As to cheating at chess, the game, at least as played by the Grand Masters, is heavily memorization-dependent or at least -used. Sequences of plays get memorized, both successful sequences and unsuccessful, along with the conditions under which either occurred, recognition keys get memorized that indicate when one sequence is being changed over to another, and so on. Think Perenyi Attack. (That's from Wikipedia; I'm no Grand Master.)

I can envision one method by which cheating could occur: a crony and the chess player are in radio contact, the crony is using a computer (a Deep Blue, or something more likely not as good, but more portable and good enough), and the crony and computer identify the move sequence in use by the opponent, when he changes sequences, and so on, and feeds the cheating player the counters to those sequences.

Cheating a cheese? Cheese is almost as highbrow as wine, and that gets cheated at a lot. Not so far off, LR.

Eric Hines

E Hines said...

Well, the other person might be a friend telling one how an AI chess program moves, I suppose.

Tom beat me to it.

Eric Hines

Tom said...

Now cheating at cheese is an old specialty of mine. Always blame the dog.

J Melcher said...

I belatedly feel obligated to comment on cheating AT CHESS rather than in US elections.

Bobby Fischer made a number of "cheating" allegations during his career. He accused Russians of pre-arranging draws among themselves during tournaments, so as to put him up against particularly chosen opponents. He accused opponents and by-standers of distracting behaviors. Fisher -- and some Russian players during the era -- accused psychics and "yogis" of attending matches to target players with telepathic attacks. (Like voodoo and placebos, I suppose such attacks work if you believe they work.) Fischer claimed he was cheated of the status associated with his legitimate world championship when the former champion, Spassky, PHONED IN a resignation rather than show up for a game, on a public stage, where Fisher expected to beat him handily.

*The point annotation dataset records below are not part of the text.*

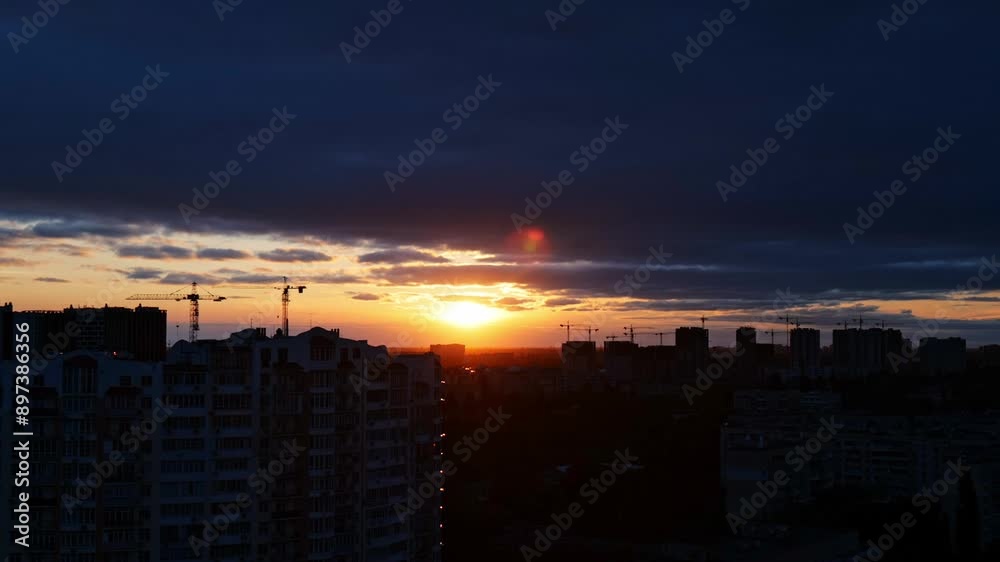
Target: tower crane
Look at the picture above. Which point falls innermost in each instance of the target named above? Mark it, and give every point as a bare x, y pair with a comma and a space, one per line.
661, 334
772, 332
630, 331
285, 299
589, 329
194, 297
788, 332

And I find myself coming back to US elections, after all. Fischer, like Trump, made so many and such a variety of allegations that it is simultaneously likely that (1) no layman could possibly determine which particular and peculiar claims might be true and (2) such scatter shot claims might include a few that were justified.

Assistant Village Idiot said...

I think the status of the chess accusation at the moment is that Magnus's prep was leaked, so that Hans was able to prepare the night before, including possible assistance with AI, for what was going to come at him. The second part of this is that Carlsen suspected this and intentionally prepped and played a very uncommon line, one that he has used only twice in his career. When Hans seemed prepared to deal with this unusual attack, Magnus decided that he had unfairly prepared based on this wrongly-acquired knowledge, because he is not that outstanding a player. (At that level, I mean. Clearly better than anyone I have ever known.)

Chess players can be paranoid head-cases, sure, but Carlsen has not been, and has not made even implied accusations in the past, even when beaten soundly. This is a good illustration of the conflict between "what is the most likely explanation" and "what can you prove?" As an observer I am free to conclude that Magnus Carlsen is right on the basis of his history and the plausibility of the explanation. But were I a chess official I would have to hew very strictly to the standard of what can be proven.